JAKARTA, GURINDAM .TV— Deklarasi Pilpres 17 April 2019 yang dilakukan kubu Prabowo Subianto dengan diiringi pernyataan bahwa dirinya telah resmi menjadi Presiden RI periode 2019-2024 sebelum keputusan resmi KPU dinilai terlalu dini.

“Deklarasi (Prabowo) itu juga telah mencederai nilai-nilai demokrasi yang telah dibangun di negara besar seperti Indonesia ini,” kata Ketua umum Penggerak Ekonomi Rakyat Jokowi-Ma’ruf Amin (Koper Jomin) H Ayep Zaki Sabtu (20/4/2019).

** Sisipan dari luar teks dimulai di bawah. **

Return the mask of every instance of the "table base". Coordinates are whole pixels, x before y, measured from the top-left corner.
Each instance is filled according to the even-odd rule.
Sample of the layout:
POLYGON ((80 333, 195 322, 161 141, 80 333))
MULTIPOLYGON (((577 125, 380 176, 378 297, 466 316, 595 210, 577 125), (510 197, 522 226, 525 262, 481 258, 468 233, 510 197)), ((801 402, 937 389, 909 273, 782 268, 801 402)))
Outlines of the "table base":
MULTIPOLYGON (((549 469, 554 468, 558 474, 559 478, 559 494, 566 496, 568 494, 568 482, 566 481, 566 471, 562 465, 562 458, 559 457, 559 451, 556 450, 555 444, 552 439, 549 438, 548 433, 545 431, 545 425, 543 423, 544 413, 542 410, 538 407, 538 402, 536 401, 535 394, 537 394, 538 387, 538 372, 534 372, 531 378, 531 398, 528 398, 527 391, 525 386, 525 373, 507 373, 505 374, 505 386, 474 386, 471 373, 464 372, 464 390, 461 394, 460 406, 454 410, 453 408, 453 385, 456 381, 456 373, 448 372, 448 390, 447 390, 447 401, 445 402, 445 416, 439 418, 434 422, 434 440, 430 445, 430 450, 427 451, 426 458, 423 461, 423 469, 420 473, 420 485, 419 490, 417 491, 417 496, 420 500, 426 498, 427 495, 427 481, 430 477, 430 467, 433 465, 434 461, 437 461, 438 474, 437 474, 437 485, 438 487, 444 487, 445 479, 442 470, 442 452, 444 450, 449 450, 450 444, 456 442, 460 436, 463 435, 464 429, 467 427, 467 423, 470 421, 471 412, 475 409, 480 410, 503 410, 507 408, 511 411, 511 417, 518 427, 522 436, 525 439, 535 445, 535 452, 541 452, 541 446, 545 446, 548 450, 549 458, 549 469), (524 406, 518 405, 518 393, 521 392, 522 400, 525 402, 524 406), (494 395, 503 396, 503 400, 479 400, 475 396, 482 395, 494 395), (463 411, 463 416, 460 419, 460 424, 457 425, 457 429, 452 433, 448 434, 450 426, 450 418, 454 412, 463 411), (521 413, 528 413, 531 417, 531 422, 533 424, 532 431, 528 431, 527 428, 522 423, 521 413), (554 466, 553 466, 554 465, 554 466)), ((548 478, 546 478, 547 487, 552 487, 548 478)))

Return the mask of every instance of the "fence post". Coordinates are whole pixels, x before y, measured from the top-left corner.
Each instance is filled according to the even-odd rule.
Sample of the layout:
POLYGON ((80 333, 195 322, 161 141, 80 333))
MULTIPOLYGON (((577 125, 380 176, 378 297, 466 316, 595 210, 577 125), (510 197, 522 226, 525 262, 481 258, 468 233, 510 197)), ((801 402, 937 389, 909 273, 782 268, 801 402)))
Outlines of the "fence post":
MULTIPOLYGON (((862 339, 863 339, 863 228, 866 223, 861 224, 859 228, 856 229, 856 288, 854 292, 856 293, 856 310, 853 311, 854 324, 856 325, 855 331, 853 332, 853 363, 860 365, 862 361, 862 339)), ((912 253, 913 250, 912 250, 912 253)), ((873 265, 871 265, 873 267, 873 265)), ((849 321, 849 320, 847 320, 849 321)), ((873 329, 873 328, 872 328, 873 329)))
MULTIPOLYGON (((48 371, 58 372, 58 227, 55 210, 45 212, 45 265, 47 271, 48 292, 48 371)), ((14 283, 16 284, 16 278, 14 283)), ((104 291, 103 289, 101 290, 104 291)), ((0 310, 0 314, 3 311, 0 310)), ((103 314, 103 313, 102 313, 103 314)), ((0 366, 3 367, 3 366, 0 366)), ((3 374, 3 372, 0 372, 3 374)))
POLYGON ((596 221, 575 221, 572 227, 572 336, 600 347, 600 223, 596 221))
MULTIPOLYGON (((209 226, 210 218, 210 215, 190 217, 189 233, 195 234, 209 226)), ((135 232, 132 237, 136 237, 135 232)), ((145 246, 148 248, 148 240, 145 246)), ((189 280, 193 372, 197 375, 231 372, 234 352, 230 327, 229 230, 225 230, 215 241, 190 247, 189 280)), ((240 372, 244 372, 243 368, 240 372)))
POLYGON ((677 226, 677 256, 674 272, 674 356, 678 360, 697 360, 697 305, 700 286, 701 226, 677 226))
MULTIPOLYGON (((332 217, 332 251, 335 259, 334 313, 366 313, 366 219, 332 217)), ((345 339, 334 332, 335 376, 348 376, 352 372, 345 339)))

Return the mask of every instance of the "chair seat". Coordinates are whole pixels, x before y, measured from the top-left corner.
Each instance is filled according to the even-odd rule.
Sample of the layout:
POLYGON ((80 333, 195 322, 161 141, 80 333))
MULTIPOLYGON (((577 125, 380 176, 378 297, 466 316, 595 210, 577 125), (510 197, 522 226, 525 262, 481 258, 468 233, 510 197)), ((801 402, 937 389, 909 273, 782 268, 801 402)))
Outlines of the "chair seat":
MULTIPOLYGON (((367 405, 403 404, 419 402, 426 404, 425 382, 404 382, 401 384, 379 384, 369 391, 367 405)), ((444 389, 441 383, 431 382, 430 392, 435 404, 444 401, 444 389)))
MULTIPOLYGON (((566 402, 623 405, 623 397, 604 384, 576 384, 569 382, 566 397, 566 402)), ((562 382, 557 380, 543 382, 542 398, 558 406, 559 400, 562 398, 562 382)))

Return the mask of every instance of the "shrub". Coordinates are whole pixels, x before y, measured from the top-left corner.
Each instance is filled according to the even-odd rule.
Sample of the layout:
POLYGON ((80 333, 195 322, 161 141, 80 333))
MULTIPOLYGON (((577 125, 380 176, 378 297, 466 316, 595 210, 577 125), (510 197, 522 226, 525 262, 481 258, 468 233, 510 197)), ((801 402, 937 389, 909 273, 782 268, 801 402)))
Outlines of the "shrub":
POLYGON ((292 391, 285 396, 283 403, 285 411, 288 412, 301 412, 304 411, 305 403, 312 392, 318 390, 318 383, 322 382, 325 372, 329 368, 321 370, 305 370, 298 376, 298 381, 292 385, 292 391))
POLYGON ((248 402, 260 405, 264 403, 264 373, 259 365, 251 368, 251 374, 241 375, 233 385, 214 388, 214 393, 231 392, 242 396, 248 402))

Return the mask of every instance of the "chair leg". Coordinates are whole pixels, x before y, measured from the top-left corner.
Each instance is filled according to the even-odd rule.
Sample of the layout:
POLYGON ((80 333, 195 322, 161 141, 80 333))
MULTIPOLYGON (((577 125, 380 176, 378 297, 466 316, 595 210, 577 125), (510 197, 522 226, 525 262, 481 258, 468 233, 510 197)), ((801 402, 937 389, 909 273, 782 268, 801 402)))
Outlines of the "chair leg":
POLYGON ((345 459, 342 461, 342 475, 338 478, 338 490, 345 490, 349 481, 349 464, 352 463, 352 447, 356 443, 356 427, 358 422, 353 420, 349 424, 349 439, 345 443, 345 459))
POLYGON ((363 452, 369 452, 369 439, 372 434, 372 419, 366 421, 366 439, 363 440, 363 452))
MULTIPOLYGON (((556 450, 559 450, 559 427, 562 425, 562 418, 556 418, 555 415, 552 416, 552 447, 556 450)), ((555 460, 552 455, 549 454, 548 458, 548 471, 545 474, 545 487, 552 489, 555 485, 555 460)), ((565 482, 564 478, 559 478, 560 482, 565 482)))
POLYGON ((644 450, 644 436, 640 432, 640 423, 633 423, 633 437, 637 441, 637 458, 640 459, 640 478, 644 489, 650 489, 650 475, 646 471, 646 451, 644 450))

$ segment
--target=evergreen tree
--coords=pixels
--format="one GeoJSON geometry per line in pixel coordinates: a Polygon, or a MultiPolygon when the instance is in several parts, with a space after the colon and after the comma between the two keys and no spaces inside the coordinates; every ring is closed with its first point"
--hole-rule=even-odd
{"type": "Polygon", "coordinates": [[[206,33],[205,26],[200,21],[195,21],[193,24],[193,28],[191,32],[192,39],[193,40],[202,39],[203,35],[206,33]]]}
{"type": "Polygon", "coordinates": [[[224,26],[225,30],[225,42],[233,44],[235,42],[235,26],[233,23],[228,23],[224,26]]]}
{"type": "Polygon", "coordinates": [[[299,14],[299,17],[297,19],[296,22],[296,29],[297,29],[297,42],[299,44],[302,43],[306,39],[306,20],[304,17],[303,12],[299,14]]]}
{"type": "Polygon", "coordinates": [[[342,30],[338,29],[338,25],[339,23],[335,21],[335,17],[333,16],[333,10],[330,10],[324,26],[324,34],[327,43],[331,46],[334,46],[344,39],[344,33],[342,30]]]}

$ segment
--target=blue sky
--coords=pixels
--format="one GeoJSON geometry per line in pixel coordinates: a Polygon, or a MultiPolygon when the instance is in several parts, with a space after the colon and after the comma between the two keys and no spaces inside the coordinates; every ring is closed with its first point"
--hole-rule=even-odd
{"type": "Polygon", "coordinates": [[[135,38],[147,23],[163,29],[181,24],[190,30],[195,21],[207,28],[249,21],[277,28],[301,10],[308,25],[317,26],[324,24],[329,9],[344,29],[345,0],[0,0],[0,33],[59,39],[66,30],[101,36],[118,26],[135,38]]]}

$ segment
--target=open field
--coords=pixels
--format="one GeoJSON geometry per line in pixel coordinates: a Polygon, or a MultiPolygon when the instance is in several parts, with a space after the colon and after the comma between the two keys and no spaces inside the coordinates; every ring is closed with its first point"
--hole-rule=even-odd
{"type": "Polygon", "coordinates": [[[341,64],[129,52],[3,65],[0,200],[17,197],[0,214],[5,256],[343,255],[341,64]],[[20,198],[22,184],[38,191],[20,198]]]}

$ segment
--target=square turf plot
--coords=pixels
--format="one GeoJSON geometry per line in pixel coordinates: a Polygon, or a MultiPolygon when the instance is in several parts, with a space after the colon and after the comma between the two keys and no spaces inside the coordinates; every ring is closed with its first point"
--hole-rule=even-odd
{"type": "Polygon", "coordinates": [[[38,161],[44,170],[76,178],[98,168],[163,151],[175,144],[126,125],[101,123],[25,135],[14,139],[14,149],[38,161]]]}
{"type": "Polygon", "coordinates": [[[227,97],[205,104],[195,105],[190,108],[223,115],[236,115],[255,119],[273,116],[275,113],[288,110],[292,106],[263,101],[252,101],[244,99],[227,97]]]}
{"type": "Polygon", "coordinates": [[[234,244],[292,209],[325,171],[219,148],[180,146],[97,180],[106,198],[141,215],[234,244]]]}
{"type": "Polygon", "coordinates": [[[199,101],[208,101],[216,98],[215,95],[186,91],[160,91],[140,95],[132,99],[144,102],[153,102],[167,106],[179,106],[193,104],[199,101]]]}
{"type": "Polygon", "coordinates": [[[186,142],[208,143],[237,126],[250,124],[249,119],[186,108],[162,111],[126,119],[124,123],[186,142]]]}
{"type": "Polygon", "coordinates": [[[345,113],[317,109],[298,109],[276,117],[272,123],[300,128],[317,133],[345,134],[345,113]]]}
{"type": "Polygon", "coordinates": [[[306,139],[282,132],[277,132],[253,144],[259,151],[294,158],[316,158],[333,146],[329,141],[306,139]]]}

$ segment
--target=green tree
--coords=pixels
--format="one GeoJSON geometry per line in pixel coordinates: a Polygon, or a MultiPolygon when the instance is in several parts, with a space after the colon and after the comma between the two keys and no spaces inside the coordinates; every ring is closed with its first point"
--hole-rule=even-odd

Koper Jomin berharap, semua pihak yang terlibat dalam pesta demokrasi ini menyatakan dan menunjukkan sikap sabar atas apa pun yang telah dan akan ditetapkan oleh KPU dalam masa penghitungan suara. 

“Sikap sabar yang ditunjukkan oleh pasangan Jokowi-Ma’ruf Amin dalam menunggu pernyataan resmi KPU merupakan tauladan yang patut ditiru,” ujarnya.

Sabar, lanjut Zaki, yang diiringi dengan sikap hormat kepada keputusan penyelenggara pemilu adalah sifat pemenang sejati dalam arti pemenang Pilpres sesungguhnya. 

“Sifat inilah yang menjauhkan negeri ini dari malapetaka perpecahan. Pasangan 01 tidak serta merta mengklaim pemenangan meskipun angka perhitungan dari quick count menunjukkan bahwa kemenangan ada di tangannya. Kita bangga dengan pasangan 01 ini,” tutur Zaki.

Menurut Zaki, inilah sikap pemenang yang sesungguhnya. Menang dalam angka, menang dalam kesabaran, menang dalam menjaga kerukunan, menang dalam menunggu hasil real count dan penetapan resmi dari KPU siapa pemenang Pilpres tahun 2019 yang sesungguhnya.

Dikatakan Zaki, mendeklarasikan diri sebagai pemenang dan claiming diri menjadi presiden RI sebelum keputusan dari KPU sejatinya telah meruntuhkan nilai-nilai demokrasi yang dibangun di negara ini. 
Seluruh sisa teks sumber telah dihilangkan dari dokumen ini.